2014 and 2015 marked a season of major change and transition in my family’s life. In August of 2014, I began commuting from Birmingham to Atlanta during the week for my new job so that my wife, Jessica, who was seven months pregnant, could finish her semester of graduate work at UAB. In September, we found a place to rent in Atlanta, sold our home in Birmingham, and moved all or our belongings. A few weeks later, on October 25th, our first child, Maggie, was born in Birmingham. A week after that, Jessica, Maggie, and I drove to our new home in Atlanta. Settling in was difficult. Not only did we have our first child and my new job, but Jessica had to commute to Birmingham once a week in order to complete her master’s degree. Meanwhile, we hopped around looking for a church to attend, stayed up at night with a crying baby, and rarely found time to make new friends or get better connected to the community. We felt scattered, uprooted, discontent, and at times very isolated and lonely.
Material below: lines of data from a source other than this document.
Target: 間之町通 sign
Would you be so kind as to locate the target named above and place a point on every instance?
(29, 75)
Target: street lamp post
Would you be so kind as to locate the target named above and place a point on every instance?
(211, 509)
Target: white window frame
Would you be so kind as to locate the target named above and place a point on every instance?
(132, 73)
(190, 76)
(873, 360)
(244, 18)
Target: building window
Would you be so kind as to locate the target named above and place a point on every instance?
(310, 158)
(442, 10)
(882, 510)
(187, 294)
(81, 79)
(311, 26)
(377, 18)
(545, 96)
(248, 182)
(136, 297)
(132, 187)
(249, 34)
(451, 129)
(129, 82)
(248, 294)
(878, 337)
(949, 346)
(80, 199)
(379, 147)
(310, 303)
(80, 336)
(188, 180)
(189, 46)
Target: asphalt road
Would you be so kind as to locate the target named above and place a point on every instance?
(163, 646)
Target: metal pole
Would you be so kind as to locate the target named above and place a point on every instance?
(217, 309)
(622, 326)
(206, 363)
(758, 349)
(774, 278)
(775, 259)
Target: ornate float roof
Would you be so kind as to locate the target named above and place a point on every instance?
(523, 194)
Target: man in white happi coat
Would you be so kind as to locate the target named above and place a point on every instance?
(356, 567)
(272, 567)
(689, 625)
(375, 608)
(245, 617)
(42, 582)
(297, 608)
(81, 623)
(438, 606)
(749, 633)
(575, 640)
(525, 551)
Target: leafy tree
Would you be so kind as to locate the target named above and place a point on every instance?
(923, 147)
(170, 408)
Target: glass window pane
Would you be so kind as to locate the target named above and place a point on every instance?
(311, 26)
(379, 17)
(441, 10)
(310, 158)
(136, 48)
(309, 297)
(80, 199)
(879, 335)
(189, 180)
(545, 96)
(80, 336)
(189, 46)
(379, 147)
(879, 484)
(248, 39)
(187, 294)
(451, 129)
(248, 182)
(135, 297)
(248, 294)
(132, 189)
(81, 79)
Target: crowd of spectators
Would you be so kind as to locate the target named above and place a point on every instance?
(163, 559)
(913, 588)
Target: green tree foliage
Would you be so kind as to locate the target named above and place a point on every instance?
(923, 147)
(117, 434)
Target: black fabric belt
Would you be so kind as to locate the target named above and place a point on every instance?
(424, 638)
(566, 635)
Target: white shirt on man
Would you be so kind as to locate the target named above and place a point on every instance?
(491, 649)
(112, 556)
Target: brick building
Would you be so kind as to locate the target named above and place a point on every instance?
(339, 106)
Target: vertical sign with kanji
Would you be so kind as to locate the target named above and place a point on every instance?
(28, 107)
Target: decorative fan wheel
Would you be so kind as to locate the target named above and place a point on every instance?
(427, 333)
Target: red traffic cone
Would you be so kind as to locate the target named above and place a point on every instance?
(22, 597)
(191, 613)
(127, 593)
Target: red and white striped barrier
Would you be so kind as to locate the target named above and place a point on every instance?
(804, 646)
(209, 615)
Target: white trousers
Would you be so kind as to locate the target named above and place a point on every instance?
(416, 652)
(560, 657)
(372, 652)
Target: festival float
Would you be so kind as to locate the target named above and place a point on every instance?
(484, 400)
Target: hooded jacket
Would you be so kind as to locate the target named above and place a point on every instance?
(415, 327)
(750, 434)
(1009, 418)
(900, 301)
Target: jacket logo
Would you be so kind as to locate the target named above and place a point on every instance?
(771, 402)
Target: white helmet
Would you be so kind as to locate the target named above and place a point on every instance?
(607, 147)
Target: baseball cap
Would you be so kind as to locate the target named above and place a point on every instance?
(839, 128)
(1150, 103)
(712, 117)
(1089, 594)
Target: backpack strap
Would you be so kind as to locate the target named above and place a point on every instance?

It was such an exciting season of transition, yet one that was immensely challenging. In retrospect I can see that the challenges arose both from the past, present, and the future. Through the rearview mirror, I was grieving the loss of familiar people, places, and activities that I knew in Birmingham. In the visor mirror, I was looking at myself for the first time as a father, an ordained minister not serving in a parish, and a resident of Buckhead, GA. It was all so very new and disorienting. Through the windshield, I was looking out at what lay ahead, and I was having trouble fitting new people, places, and possibilities into my range of view. Psychologists and neuroscientists are well aware of this struggle to insert new information and experiences into the well-established interpretive categories that our minds develop over time. It takes a lot of mental and emotional energy!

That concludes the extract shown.